The Relative Strength Index Technical Indicator (RSI) is a price-following oscillator that ranges between 0 and 100.
When Wilder introduced the Relative Strength Index, he recommended using a 14-day RSI.. Since then, the 9-day and 25-day Relative Strength Index indicators have also gained popularity.
A popular method of analyzing the RSI is to look for a divergence in which the security is making a new high, but the RSI is failing to surpass its previous high. This divergence is an indication of an impending reversal.

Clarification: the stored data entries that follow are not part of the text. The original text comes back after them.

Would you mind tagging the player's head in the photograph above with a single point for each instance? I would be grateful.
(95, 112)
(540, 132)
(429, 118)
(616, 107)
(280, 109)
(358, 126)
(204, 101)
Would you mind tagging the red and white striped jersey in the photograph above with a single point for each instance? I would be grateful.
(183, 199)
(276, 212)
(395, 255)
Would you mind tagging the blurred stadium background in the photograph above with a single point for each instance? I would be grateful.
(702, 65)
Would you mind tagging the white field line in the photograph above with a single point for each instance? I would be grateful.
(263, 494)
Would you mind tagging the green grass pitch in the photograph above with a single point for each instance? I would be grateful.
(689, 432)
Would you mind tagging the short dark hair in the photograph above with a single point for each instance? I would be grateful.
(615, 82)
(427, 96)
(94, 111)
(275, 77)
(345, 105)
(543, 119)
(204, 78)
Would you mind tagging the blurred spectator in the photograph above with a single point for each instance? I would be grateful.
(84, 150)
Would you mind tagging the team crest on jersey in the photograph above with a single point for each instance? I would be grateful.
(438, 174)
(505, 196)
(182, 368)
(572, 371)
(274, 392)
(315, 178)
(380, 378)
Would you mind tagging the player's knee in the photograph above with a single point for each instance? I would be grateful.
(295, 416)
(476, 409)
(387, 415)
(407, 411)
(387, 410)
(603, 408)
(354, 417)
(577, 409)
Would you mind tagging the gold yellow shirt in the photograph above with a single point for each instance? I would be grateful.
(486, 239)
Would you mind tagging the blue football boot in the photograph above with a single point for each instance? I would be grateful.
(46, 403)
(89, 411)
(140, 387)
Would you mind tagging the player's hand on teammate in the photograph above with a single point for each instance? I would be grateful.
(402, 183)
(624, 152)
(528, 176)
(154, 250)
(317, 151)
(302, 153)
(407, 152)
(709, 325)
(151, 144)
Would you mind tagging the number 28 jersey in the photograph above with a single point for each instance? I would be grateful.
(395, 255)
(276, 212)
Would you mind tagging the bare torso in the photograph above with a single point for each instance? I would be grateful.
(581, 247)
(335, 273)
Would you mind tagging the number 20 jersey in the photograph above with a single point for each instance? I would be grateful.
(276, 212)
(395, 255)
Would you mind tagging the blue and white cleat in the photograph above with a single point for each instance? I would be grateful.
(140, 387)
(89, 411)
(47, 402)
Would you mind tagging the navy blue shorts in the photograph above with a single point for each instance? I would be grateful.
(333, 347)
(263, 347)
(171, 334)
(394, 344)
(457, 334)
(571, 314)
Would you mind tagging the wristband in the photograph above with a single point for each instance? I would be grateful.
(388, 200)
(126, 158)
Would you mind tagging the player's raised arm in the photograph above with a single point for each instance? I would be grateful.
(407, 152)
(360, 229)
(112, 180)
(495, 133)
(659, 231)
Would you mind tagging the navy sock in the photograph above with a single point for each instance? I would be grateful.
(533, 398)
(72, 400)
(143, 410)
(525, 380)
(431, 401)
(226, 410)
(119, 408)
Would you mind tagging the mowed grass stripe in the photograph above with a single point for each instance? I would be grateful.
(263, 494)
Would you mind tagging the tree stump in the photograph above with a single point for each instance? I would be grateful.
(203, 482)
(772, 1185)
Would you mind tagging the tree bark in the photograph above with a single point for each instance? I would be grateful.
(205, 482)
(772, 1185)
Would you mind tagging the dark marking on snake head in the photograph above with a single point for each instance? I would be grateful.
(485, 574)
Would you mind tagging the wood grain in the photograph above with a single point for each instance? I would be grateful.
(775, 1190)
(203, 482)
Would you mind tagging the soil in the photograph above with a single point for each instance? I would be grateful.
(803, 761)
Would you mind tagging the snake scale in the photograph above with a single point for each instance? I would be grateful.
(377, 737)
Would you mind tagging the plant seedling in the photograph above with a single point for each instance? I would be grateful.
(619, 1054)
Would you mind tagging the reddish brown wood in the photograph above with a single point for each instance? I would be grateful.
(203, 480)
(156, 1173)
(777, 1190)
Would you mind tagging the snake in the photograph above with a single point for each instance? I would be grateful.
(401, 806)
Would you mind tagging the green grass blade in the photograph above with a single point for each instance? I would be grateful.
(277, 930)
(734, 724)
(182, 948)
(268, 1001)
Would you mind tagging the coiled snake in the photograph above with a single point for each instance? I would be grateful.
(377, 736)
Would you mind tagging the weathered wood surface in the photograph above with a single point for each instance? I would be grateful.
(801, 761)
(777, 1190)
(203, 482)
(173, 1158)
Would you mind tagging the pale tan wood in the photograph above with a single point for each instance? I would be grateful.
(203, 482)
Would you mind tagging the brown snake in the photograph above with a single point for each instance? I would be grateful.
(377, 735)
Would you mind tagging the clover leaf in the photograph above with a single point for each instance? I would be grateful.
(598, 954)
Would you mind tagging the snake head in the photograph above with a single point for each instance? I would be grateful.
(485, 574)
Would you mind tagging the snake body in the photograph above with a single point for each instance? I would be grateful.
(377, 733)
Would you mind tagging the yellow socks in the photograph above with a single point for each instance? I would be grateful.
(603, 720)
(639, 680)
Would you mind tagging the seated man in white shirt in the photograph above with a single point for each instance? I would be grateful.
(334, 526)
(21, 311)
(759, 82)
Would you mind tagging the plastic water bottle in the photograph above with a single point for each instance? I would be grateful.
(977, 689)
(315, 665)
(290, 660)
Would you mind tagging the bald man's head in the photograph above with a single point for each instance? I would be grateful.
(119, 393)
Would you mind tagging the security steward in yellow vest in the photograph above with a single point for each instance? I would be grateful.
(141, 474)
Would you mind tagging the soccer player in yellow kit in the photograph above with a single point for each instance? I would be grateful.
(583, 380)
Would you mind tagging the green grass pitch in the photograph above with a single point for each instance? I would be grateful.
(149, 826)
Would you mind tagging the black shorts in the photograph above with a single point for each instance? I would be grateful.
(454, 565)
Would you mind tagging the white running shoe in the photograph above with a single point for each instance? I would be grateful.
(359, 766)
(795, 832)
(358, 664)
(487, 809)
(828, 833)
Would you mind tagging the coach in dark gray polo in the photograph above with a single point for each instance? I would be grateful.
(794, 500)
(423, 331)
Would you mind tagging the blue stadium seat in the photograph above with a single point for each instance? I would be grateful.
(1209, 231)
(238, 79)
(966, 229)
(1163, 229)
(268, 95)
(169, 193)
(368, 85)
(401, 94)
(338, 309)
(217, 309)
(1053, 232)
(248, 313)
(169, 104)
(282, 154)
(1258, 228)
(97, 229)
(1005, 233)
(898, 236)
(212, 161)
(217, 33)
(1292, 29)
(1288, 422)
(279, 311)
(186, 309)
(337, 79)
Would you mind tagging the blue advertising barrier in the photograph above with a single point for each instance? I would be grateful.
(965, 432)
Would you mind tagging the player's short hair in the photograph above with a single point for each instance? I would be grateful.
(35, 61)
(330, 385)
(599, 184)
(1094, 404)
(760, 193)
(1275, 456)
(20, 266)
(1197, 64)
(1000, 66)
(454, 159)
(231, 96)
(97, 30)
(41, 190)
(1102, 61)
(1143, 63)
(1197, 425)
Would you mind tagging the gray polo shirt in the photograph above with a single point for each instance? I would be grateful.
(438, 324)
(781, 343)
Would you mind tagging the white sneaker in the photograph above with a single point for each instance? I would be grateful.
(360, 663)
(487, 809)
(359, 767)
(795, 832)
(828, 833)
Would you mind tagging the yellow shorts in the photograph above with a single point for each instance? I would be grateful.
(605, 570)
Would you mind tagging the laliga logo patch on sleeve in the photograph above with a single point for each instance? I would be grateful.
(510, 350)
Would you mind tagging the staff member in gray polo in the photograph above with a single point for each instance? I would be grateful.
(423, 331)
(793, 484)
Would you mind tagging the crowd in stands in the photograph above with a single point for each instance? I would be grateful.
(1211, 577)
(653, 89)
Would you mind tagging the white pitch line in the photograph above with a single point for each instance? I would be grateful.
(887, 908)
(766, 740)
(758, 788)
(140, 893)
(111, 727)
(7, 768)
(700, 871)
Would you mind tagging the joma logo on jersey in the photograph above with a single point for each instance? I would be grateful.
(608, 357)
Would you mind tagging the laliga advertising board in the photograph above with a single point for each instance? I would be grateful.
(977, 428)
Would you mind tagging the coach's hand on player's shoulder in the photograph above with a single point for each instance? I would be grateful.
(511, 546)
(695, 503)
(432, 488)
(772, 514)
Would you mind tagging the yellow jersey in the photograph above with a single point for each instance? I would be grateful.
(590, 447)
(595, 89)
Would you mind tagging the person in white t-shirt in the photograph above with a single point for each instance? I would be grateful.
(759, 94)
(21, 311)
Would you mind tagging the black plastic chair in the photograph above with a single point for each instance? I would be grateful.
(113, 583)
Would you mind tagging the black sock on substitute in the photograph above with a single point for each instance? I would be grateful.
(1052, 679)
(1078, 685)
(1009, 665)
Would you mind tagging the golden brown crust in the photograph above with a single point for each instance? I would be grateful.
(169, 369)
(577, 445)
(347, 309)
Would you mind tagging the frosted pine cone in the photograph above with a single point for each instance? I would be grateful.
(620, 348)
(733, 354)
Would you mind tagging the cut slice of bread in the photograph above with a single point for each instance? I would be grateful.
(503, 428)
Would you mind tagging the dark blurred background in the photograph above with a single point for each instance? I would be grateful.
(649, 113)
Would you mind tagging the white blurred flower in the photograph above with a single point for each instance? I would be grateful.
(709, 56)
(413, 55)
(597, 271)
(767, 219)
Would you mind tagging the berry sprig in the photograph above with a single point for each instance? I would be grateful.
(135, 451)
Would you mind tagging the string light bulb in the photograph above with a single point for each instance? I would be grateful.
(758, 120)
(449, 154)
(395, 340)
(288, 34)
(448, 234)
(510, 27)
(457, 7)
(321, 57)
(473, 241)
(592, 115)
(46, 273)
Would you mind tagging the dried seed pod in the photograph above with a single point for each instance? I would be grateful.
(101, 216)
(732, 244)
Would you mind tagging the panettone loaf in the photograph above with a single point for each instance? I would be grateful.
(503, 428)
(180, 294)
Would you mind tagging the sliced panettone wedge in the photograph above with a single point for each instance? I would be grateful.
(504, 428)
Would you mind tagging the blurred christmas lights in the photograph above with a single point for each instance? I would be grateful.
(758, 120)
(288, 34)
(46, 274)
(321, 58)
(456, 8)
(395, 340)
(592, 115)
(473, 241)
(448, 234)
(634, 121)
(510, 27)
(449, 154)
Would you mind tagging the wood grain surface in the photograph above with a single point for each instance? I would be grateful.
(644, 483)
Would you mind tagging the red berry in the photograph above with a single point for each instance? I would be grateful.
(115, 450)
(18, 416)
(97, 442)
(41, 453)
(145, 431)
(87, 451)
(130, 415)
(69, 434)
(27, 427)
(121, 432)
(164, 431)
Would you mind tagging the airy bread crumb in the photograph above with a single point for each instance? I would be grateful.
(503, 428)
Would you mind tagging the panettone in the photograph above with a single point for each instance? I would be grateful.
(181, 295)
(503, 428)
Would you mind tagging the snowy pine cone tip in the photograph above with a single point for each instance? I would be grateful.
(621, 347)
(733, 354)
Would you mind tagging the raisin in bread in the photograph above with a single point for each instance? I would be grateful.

When the Relative Strength Index then turns down and falls below its most recent trough, it is said to have completed a “failure swing”. The failure swing is considered a confirmation of the impending reversal.
Ways to use Relative Strength Index for chart analysis:
Tops and bottoms
The Relative Strength Index usually tops above 70 and bottoms below 30. It usually forms these tops and bottoms before the underlying price chart;
The RSI often forms chart patterns such as head and shoulders or triangles that may or may not be visible on the price chart;
Failure swing (Support or Resistance penetrations or breakouts)
This is where the Relative Strength Index surpasses a previous high (peak) or falls below a recent low (trough);
Support and Resistance levels
The Relative Strength Index shows, sometimes more clearly than price themselves, levels of support and resistance.
As discussed above, divergences occur when the price makes a new high (or low) that is not confirmed by a new high (or low) in the Relative Strength Index. Prices usually correct and move in the direction of the RSI.
RSI = 100-(100/(1+U/D))
U — is the average number of positive price changes;
D — is the average number of negative price changes.